Israel Luz, de São Paulo (SP)

Neste início de 2022, duas histórias da Zona Norte de São Paulo revelam de modo revoltante como o Judiciário e a polícia tratam os filhos da classe trabalhadora.

Rodrigo e Jonnatha

Desde o dia 18 de janeiro, os jovens Rodrigo Gonçalves Bonfim (20) e Jonnatha Gonçalves dos Santos (21) estão presos acusados de participação em um assalto na Brasilândia.

Nesse dia, um motorista de aplicativo foi abordado por três pessoas ao atender uma corrida na rua Alfredo Lúcio. Após um tempo em poder dos ladrões, a vítima conseguiu escapar e acionou a Polícia Militar.

Os PMs Leonardo Carlos Raccioni Galante e Alberto Balbino Da Costa Neto saíram em patrulha e, na rua apontada pelo motorista, abordaram Rodrigo e Jonnatha. Os dois moram lá e estavam em frente de casa quando a polícia chegou.

Segundo os policiais, os primos teriam tentado fugir ao ver a viatura. Mas a família e testemunhas contestam esta versão. Os familiares têm ainda imagens de uma câmera próxima que mostra os jovens em frente à casa quando o motorista foi assaltado.

Há mais inconsistências na versão oficial. Por exemplo, não faz sentido imaginar que, após assaltar alguém, os ladrões permaneceriam tranquilamente no mesmo local. Outra questão é que os policiais registraram o lugar do crime em um número inexistente na via.

Todos esses elementos vêm sendo desprezados pelo Judiciário e os jovens permanecem presos. Com muita coragem, familiares e amigos vêm tentando reverter essa situação.

Luiz Henrique e Tauã

Poucos dias antes do caso acima, no dia 15, os jovens Tauã Ribeiro dos Santos, Luiz Henrique Policarpo (20) e Matheus Estenio Alves (22) foram presos. Eles tomavam aulas de direção na região conhecida como “Retão” quando foram abordados pelos policiais Alessandro Floriano da Costa Scamilha e Thiago Vicente Bonfim dos Santos.

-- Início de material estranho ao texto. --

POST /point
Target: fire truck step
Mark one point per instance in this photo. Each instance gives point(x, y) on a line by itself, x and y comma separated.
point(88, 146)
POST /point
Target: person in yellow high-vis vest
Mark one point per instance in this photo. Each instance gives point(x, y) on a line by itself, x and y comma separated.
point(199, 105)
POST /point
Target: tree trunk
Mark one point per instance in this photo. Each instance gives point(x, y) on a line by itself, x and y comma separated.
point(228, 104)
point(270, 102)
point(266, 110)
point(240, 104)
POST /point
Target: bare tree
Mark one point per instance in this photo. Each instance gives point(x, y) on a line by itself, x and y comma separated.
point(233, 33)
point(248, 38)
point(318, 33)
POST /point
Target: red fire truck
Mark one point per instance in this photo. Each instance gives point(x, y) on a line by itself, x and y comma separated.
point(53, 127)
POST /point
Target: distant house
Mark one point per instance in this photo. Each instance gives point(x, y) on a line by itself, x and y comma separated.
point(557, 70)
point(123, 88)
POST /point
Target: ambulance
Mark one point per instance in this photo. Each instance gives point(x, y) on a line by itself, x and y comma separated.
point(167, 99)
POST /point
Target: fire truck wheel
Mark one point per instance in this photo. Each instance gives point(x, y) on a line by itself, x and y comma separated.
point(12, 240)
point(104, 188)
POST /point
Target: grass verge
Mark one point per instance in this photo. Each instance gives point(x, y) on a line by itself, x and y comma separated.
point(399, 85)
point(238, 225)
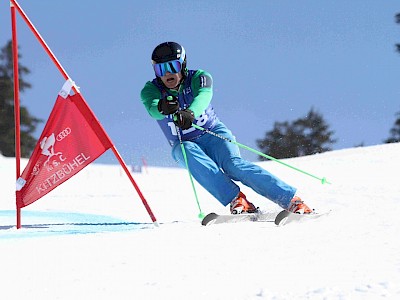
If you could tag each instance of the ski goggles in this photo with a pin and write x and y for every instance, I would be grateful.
(173, 67)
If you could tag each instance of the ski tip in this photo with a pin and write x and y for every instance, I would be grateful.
(207, 220)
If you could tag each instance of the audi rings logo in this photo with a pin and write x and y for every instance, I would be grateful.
(63, 134)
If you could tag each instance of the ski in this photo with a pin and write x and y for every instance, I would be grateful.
(213, 218)
(285, 217)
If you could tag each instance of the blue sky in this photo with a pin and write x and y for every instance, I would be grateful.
(271, 61)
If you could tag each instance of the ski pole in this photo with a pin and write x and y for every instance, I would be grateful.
(323, 180)
(201, 214)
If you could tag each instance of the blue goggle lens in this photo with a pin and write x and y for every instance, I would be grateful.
(173, 67)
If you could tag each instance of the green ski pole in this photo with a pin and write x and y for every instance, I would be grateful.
(323, 180)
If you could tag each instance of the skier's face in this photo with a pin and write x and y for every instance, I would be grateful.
(171, 81)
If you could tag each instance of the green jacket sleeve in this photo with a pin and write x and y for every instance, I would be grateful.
(150, 96)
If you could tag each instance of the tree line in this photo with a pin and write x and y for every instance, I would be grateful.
(308, 135)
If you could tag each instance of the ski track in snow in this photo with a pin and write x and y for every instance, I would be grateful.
(91, 238)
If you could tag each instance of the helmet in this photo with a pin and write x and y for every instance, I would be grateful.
(169, 51)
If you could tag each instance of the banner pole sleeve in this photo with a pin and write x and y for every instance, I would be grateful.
(16, 108)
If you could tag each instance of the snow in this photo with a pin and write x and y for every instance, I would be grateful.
(91, 238)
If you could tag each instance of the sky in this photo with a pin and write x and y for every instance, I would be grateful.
(271, 61)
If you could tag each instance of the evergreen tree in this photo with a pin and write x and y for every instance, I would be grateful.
(7, 123)
(395, 131)
(305, 136)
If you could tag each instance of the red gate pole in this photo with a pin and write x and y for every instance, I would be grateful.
(66, 77)
(16, 108)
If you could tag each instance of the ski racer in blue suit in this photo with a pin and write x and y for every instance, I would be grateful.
(177, 98)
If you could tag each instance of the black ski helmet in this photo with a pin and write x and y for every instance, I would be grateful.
(169, 51)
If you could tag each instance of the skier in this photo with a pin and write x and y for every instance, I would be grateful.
(177, 98)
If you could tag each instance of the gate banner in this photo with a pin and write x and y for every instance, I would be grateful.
(71, 140)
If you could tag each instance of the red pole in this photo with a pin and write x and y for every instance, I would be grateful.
(66, 77)
(16, 107)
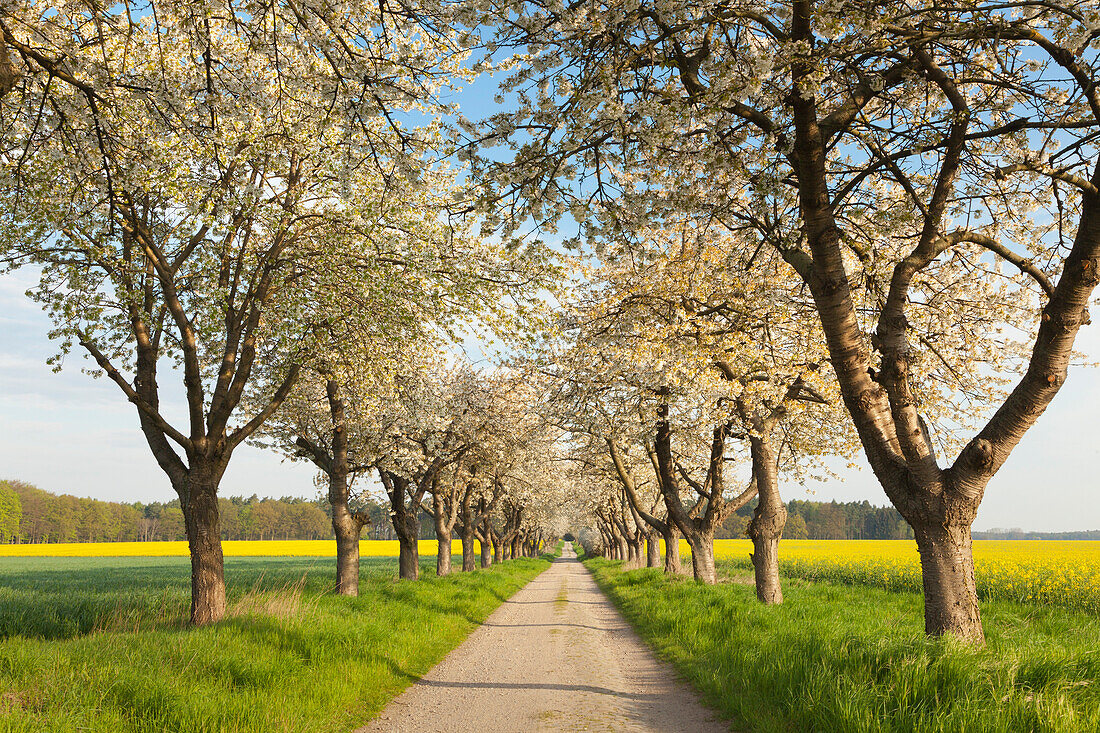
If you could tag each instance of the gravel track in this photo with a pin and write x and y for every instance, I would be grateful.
(557, 656)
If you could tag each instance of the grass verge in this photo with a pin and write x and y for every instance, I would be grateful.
(855, 658)
(101, 644)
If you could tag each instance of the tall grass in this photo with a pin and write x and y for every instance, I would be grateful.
(855, 658)
(101, 644)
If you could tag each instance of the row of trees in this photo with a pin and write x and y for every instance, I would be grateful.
(251, 199)
(853, 226)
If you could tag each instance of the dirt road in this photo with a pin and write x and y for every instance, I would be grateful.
(554, 657)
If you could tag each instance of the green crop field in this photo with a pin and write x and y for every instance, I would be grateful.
(102, 644)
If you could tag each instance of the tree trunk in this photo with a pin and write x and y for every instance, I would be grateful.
(408, 557)
(443, 554)
(768, 522)
(204, 540)
(672, 549)
(950, 597)
(652, 549)
(469, 555)
(486, 554)
(347, 531)
(766, 565)
(702, 558)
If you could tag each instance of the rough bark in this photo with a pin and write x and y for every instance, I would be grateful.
(768, 522)
(486, 553)
(204, 540)
(938, 503)
(652, 549)
(702, 557)
(671, 536)
(950, 595)
(699, 524)
(408, 558)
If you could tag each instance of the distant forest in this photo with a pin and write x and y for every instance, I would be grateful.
(29, 514)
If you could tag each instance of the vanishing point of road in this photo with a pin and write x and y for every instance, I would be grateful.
(557, 656)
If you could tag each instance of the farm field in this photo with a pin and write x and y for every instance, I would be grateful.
(1046, 572)
(835, 657)
(102, 644)
(230, 548)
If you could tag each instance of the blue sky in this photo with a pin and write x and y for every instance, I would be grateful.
(68, 433)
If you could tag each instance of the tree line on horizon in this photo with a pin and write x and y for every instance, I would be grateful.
(29, 514)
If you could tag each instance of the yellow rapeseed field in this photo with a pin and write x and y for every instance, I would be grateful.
(230, 548)
(1030, 571)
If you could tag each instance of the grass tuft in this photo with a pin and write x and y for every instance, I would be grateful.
(856, 658)
(102, 644)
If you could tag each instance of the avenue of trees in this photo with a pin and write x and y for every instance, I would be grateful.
(798, 231)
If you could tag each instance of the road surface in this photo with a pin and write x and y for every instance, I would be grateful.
(557, 656)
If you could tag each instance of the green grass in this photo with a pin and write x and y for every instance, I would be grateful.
(102, 644)
(855, 658)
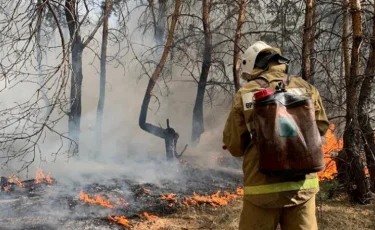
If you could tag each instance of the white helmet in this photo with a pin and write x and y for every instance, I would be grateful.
(248, 58)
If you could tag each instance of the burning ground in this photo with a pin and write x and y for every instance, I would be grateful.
(133, 197)
(116, 203)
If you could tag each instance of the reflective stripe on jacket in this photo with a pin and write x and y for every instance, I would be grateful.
(262, 190)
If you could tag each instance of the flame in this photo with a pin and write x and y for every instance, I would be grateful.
(39, 177)
(214, 200)
(240, 191)
(146, 216)
(98, 200)
(170, 197)
(122, 202)
(14, 179)
(120, 220)
(7, 188)
(332, 145)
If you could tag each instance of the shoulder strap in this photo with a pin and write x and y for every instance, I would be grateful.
(262, 81)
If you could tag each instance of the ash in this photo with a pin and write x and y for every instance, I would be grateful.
(58, 205)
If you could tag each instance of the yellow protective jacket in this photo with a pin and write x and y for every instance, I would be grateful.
(261, 190)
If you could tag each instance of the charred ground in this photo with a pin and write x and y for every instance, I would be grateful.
(77, 205)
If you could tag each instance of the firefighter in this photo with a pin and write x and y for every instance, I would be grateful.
(270, 200)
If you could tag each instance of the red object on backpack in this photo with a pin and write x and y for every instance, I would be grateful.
(263, 93)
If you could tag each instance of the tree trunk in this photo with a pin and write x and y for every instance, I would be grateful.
(342, 161)
(308, 40)
(363, 110)
(352, 135)
(103, 64)
(150, 128)
(76, 92)
(39, 57)
(237, 48)
(76, 76)
(78, 45)
(160, 25)
(198, 124)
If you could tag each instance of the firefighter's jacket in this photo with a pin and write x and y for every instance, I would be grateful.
(261, 190)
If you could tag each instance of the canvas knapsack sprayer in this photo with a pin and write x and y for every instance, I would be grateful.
(286, 134)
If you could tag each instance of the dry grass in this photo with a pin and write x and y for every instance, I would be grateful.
(332, 215)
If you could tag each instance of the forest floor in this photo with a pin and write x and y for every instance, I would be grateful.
(336, 214)
(332, 214)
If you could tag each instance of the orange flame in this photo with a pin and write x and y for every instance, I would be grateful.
(98, 200)
(122, 202)
(170, 197)
(120, 220)
(14, 179)
(215, 199)
(146, 216)
(7, 188)
(39, 177)
(332, 145)
(240, 191)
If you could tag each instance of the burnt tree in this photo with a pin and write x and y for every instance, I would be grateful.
(308, 40)
(169, 134)
(364, 108)
(341, 160)
(352, 136)
(103, 65)
(160, 25)
(237, 40)
(77, 47)
(198, 123)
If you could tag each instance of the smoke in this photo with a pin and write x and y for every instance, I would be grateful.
(126, 149)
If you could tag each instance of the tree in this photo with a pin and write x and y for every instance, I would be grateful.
(352, 136)
(103, 64)
(198, 123)
(364, 108)
(169, 134)
(308, 40)
(77, 47)
(237, 48)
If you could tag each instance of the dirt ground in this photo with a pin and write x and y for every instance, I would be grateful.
(337, 214)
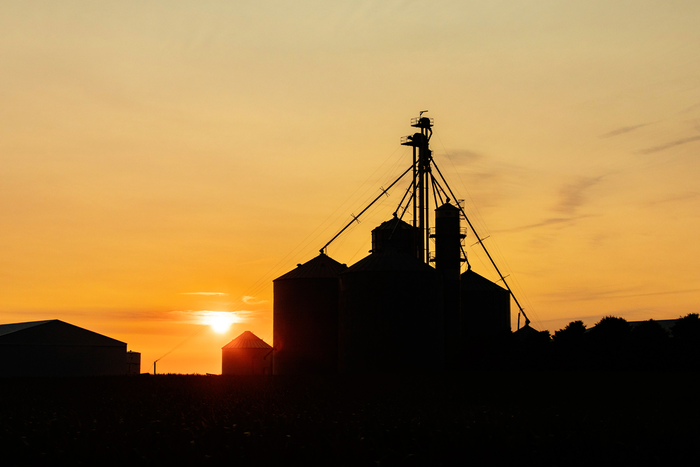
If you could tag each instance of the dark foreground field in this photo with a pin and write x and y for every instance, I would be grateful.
(478, 419)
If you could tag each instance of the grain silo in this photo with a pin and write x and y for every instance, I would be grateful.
(391, 316)
(448, 262)
(56, 348)
(485, 309)
(247, 354)
(398, 234)
(305, 313)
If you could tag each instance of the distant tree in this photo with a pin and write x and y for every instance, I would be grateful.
(611, 330)
(649, 346)
(686, 341)
(687, 328)
(649, 333)
(571, 334)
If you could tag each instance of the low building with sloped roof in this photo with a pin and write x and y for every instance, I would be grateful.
(247, 354)
(56, 348)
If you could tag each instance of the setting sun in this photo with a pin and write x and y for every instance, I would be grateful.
(220, 321)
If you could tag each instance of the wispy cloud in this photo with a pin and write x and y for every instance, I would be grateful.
(625, 129)
(572, 195)
(248, 300)
(580, 296)
(672, 144)
(545, 223)
(203, 293)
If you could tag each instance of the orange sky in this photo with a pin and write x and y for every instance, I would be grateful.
(152, 152)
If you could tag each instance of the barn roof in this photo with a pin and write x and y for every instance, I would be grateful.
(247, 340)
(473, 281)
(52, 332)
(320, 267)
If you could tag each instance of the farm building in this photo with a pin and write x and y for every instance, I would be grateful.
(56, 348)
(407, 307)
(247, 354)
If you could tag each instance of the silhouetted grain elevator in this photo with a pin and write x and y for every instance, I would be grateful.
(391, 311)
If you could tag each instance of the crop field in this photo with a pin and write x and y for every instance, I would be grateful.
(535, 418)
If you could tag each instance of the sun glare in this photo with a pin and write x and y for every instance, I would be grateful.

Os PMs buscavam os responsáveis pelo roubo de um Onyx nas imediações. Capturaram os três e, de modo irregular, levaram os rapazes à presença da vítima para reconhecimento fora da delegacia.

Tauã e Luiz, que são negros, teriam batido com o perfil dos assaltantes. Matheus, que é branco e estava o tempo todo com eles, não. Na delegacia acabou sendo liberado, enquanto seus amigos foram mantidos presos.

Como Rodrigo e Jonnatha, ambos trabalham, têm residência fixa e não tem antecedentes criminais.  Não é coincidência que, tanto no primeiro, quanto no segundo caso, estejamos diante de prisões tratadas como flagrantes, embora a única coisa que conecte os jovens às acusações sejam reconhecimentos feitos pelas vítimas em condições totalmente questionáveis.

Não são casos isolados

No Brasil em que Möise Kabagambe foi morto sem reação dos policiais chamados a intervir no linchamento; em que Durval Teófilo Filho foi morto pelo vizinho e sargento da Marinha, Aurélio Alves Bezerra; jovens negros e da periferia são presos a partir de reconhecimentos feitos com base muito mais em estereótipos racistas, do que em quaisquer procedimentos policiais aceitáveis.

Os olhos do racismo só reconhecem a ideia pré-concebida de que jovens negros e periféricos estão ligados ao banditismo e à criminalidade. Desse modo, basta a palavra da polícia para arrancar filhos e filhas das famílias trabalhadoras da periferia.

Em São Paulo, um elemento em particular deve ser destacado. Há uma meta de enquadros e prisões em flagrante que rendem vantagens aos policiais: quanto mais flagrantes, mais chances de obter folgas, por exemplo[1]. Não é difícil imaginar aonde isso leva.

Há caminhos bem concretos pelos quais o Estado dos ricos organiza o encarceramento da população negra e trabalhadora na periferia. Por isso, não podemos nos dar ao luxo de estar menos preparados para reagir: não podemos nos calar, nem deixar que as autoridades atuem como bem quiserem. Liberdade para Rodrigo, Jonnatha, Tauã e Luiz!